Als vor einigen Monaten Aygül Özkan in ihr Amt eingeführt wurde, schrieben die Zeitungen von Bild bis taz, nun habe Deutschland die "erste muslimische Ministerin". Wann der erste Jude, der erste Hindu, der erste Agnostiker hierzulande ein öffentliches Mandat übernahm, wurde nicht berichtet. Normalerweise spielt es auch keine Rolle, welchem Glauben ein Politiker anhängt. Bei Özkan aber, deren Eltern aus der Türkei stammen, eben doch.

Ähnlich ergeht es gerade vielen, die ein wenig fremdländisch aussehen. Egal ob sie einen deutschen Pass haben oder nicht, spätestens seit den Tiraden des Thilo Sarrazin sind sie wieder die anderen, irgendwie muslimisch, islamisch, migrantisch und natürlich: problematisch. Selbst eine Ausstellung mit Kunstwerken aus dem arabischen Raum ist heute nicht einfach nur eine Ausstellung, sondern unwillkürlich ein Beitrag zur Integrationsdebatte.

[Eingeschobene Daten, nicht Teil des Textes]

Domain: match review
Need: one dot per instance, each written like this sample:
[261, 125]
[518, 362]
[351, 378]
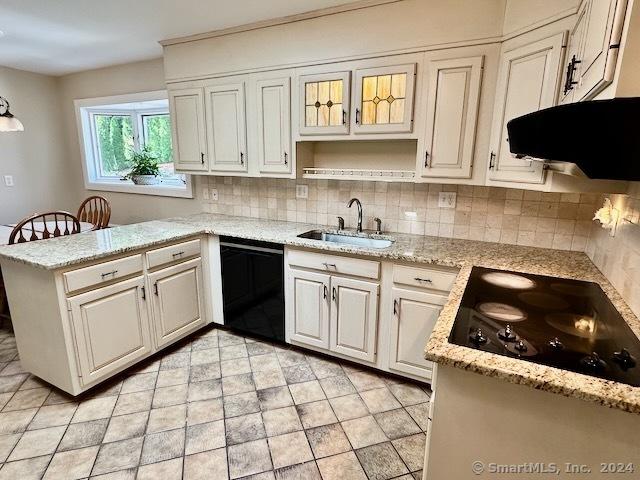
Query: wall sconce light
[8, 123]
[608, 216]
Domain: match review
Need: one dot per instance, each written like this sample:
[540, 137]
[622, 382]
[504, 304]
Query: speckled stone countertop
[463, 254]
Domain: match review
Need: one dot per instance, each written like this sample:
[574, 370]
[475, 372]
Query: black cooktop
[568, 324]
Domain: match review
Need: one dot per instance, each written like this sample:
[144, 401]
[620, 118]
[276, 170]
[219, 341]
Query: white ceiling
[57, 37]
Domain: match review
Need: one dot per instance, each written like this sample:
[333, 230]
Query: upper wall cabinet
[324, 103]
[274, 125]
[360, 100]
[453, 95]
[384, 99]
[189, 136]
[527, 82]
[236, 125]
[226, 127]
[593, 48]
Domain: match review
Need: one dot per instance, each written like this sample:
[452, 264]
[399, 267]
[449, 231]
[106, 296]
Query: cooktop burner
[568, 324]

Entsprechend verkrampft geht es zu in den Museen von Bochum, Karlsruhe und München, die sich der islamischen Kunst widmen wollen und zugleich daran zweifeln, ob es dergleichen überhaupt gibt. Die drei Ausstellungshäuser präsentieren die wunderbarsten Messingteller, Miniaturen, Krüge und Teppiche, aber handelt es sich dabei um Kunst im westlichen Sinne? Und warum tragen selbst jene Dinge den Sichtvermerk "Islam", die keinerlei kultisch-religiöse Bedeutung haben?

Es waren Wissenschaftler aus Europa, die im 19. Jahrhundert die Kategorie "Islamische Kunst" erfanden und große Sammlungen für ihre Museen zusammentrugen. Der Islam selbst war nie auf die Idee gekommen, dass man von dem Islam überhaupt sprechen könne. Auch "Kunst" war dort als Wort und Idee lange unbekannt. Und so betreibt jedes der drei Museen in Bochum, Karlsruhe und München – analog zur Muslimifizierung der Ministerin – eine Art von Kunstifizierung.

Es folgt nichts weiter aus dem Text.